Además, este 31 de enero, el Ministerio Público violó la presunción de inocencia de los presos políticos, al llamarles “criminales y delincuentes” en un comunicado en el que anunciaba la reanudación de los juicios.

“Estos mismos criminales y delincuentes, han reincido, atentado contra los derechos del pueblo y la sociedad nicaragüense, comprometiendo la paz y la seguridad. Son los mismos que promovieron y dirigieron los actos terroristas del fallido intento golpe de Estado de 2018, habiendo paralizado al país y creado daños a la economía; son los mismos que han provocado tanto dolor y luto en la familia nicaragüenses a causa de los asesinatos, torturas y secuestros”, publicó.

Igualmente, Ortega ya condenó a los presos políticos el pasado 8 de noviembre, en su discurso más virulento contra los presos políticos, en el que les llamó “hijos de perra del imperialismo”.

Demandan liberación de presos políticos

El régimen orteguista mantiene encarcelados a más de 170 nicaragüenses, y más de 30 de ellos permanecen en El Chipote, bajo aislamiento, en celdas de castigo, padeciendo torturas físicas y psicológicas, según han denunciado sus familiares, quienes solamente han logrado visitarlos en cinco ocasiones durante los más de seis meses de encierro.

Familiares de más de 30 presos políticos demandaron, a finales de enero, la anulación de los juicios y la liberación incondicional de todos los reos de conciencia.

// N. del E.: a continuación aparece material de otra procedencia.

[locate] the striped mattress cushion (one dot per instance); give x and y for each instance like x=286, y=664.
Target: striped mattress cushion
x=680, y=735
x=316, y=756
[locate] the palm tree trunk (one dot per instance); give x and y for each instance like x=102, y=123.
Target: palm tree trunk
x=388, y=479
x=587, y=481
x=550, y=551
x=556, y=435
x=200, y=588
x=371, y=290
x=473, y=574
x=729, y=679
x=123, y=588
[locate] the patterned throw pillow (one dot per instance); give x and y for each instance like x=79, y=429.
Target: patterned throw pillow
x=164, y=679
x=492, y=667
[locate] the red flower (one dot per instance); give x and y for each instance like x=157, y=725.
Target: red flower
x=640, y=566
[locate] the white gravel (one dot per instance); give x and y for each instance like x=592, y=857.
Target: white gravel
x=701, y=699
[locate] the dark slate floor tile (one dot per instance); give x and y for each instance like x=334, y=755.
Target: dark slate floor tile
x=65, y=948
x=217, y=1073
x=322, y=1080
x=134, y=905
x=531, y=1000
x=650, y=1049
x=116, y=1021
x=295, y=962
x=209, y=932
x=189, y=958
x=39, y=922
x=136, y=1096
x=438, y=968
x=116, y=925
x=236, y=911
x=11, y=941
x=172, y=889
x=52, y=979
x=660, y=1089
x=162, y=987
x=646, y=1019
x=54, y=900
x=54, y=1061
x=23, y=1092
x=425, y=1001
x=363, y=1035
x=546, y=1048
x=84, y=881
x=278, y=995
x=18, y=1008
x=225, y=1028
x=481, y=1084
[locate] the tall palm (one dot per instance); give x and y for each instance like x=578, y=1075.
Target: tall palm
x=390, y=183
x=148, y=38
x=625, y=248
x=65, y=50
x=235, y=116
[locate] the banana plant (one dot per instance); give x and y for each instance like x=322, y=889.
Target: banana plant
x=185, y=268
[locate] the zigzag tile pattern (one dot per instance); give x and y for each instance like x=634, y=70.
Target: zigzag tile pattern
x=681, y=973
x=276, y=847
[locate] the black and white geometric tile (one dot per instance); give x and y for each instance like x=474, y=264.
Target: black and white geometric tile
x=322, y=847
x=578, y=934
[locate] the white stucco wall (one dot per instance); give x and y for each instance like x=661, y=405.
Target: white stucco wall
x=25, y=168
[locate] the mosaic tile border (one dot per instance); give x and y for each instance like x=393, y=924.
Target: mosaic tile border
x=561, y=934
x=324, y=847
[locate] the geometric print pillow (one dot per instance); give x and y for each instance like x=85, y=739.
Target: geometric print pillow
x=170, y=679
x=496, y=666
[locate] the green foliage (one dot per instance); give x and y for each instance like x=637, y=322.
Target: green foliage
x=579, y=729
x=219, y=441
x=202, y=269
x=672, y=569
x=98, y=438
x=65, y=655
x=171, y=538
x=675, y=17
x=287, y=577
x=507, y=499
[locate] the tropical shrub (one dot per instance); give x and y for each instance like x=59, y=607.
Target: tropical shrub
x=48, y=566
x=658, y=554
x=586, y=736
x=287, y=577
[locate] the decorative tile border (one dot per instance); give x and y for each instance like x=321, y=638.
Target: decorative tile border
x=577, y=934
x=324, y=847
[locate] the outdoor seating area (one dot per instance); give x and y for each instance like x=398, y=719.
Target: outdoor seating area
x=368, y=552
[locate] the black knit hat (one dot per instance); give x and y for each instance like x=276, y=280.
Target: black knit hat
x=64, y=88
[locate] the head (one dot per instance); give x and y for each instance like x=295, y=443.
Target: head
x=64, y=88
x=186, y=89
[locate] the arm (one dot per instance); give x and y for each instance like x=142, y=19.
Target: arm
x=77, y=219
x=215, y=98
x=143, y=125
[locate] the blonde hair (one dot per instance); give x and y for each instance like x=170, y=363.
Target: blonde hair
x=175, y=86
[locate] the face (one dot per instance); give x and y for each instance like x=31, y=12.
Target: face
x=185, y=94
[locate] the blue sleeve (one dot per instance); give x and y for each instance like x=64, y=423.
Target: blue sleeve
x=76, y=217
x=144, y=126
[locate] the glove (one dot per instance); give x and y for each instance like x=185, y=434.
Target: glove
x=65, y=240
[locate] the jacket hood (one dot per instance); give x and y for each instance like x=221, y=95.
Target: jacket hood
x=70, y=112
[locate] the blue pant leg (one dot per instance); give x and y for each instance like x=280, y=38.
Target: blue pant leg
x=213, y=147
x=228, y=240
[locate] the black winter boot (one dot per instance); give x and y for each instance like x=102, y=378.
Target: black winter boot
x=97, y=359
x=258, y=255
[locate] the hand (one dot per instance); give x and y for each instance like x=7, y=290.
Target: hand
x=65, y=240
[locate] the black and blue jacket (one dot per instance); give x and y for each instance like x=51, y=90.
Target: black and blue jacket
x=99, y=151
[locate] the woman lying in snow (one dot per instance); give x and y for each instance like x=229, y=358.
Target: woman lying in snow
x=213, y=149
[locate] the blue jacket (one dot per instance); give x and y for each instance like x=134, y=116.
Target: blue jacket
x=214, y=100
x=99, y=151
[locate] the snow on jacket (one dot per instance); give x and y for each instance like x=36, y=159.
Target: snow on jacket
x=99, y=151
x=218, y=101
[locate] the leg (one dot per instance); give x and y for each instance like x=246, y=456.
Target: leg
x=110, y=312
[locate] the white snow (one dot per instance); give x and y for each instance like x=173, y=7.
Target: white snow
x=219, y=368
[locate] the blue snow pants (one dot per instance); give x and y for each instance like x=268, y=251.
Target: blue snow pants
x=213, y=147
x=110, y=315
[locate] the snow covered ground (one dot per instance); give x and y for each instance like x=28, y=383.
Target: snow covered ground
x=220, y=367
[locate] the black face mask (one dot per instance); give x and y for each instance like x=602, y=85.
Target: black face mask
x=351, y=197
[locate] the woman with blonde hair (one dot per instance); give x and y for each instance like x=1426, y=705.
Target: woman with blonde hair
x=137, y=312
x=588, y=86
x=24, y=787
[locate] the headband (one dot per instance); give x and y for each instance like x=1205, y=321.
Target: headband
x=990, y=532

De esa forma, se sumaron a un comunicado anterior, en el que otro grupo de familiares apeló al apoyo de “gobernantes, fuerzas vivas de la nación e Iglesia (católica)” para que “encabecen” un “proceso de unificación ciudadana”, destacando que la liberación de los reos de conciencia serviría “como una especie de liberación compartida por todos los nicaragüenses”.

Tras los comunicados, el Consejo Superior de la Empresa Privada (Cosep), que había callado desde septiembre de 2021, respaldó la demanda de libertad de los reos de conciencia, y anunció su disposición a favor de un diálogo nacional “sin precondiciones”, en medio de la peor crisis de legitimidad del régimen orteguista, que previamente anunció encuentros con diferentes sectores económicos, sin mencionar al Cosep.

Entre los 39 presos políticos capturados entre el 28 de mayo y el 21 de octubre (entre ellos cuatro bajo régimen de casa por cárcel), 29 son acusados por supuesta conspiración para cometer menoscabo; otros siete son señalados por lavado de dinero y otros delitos; dos son investigados por violaciones a la “Ley de Soberanía” y uno por gestión abusiva y apropiación y retención indebida.

El régimen ha utilizado contra la oposición el paquete de leyes represivas que aprobaron entre octubre de 2020 y febrero de 2021, siendo las más usadas hasta ahora, la Ley 1055 o Ley de Defensa de los Derechos del Pueblo a la Independencia, la Soberanía y Autodeterminación para la Paz, mejor conocida como “Ley de Soberanía”, que facilitó encarcelar a siete aspirantes presidenciales, además de líderes políticos, cívicos, estudiantiles, campesinos, exdiplomáticos, periodistas, activistas, profesionales y defensores de derechos humanos.

También ha utilizado la Ley Especial de Ciberdelitos, conocida como “Ley Mordaza”, aprobada el 27 de octubre de 2020, que penaliza a quien –según los criterios del régimen– difunda “noticias falsas”.

Así, la Fiscalía condenó en enero a Donald Margarito Alvarenga y Douglas Cerros Lanzas. Alvarenga fue condenado por supuestamente incitar “al odio y la violencia”, a través de publicaciones de Facebook y mensajes de WhatsApp y por “subversión, desobediencia y rebeldía a nivel de conspiración para afectar la integridad nacional”; y Cerros por presunto menoscabo a la integridad nacional y propagación de noticias falsas.